Abbreviation: MW, molecular weight.

Figure S2 Specificity of antiviral activity.

Notes: Activated PBMCs were treated for 1 hour with nontoxic concentration of dendrimers and then infected overnight with env-X4-luc and env-VSVG-luc HIV-derived lentivirus. After 2 days of infection, viral infection was quantified measuring luciferase expression levels. AZT was used as positive control. (**P<0.01, ***P<0.001 vs control). Data represent the mean ± SD of three independent experiments.

Abbreviations: PBMCs, peripheral blood mononuclear cells; HIV, human immunodeficiency virus; SD, standard deviation; NT, nontreated; AZT, azidothymidine.

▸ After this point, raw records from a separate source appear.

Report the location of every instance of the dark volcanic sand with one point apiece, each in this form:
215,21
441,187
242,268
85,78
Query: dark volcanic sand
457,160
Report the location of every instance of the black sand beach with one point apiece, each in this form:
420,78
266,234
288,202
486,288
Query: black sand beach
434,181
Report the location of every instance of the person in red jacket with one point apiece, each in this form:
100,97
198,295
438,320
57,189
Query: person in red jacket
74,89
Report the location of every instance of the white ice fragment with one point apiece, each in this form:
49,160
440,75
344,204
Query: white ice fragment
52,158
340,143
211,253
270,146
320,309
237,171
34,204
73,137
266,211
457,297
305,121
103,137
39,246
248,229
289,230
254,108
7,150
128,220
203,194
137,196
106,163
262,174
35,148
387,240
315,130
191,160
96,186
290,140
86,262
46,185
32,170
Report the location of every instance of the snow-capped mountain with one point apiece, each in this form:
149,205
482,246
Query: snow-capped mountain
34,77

Figure S3 Equilibrated structure of gp120 after 100 ns of simulation (left) and superposition of this “unbound like” conformation with the original (bound) gp120 conformation (right).

Notes: Color coding: bridging sheet (terminal parts of V1/V2 loops) in green (“unbound like” configuration) and cyan (bound configuration) and V3 loop in magenta (“unbound like” configuration) and red (bound configuration).

Figure S4 Molecular modeling of CD4–dendrimer complexes.

Notes: (A) CD4–G2-S16 (left) and CD4–G3-S16 (right). Just the closest (≤3 Å) amino acids to the dendrimer are shown (in ball and stick) using black color for carbons to distinguish them from dendrimer carbons (in gray, stick representation). Colors of the other elements are O – red, S – yellow, H – white, and Si – tan. Part of the small alpha helix on CD4 colored in cyan localizes two neighboring arginines that contribute to cationic character of the surrounding area. This small helix is one of the important parts of the CD4–gp120 or CD4–anionic dendrimer binding interface. For the terminal SO₃ groups, the sphere representation is used. (B) CD4–G2-NF16 (left) and CD4–G3-S16 (right) complexes with visualized molecular surfaces to better see mutual dendrimer–protein integration. The CD4 molecular surface is in green and dendrimer molecular surface is in gray, except the terminal SO₃ groups where red is used for oxygen and yellow for sulfur.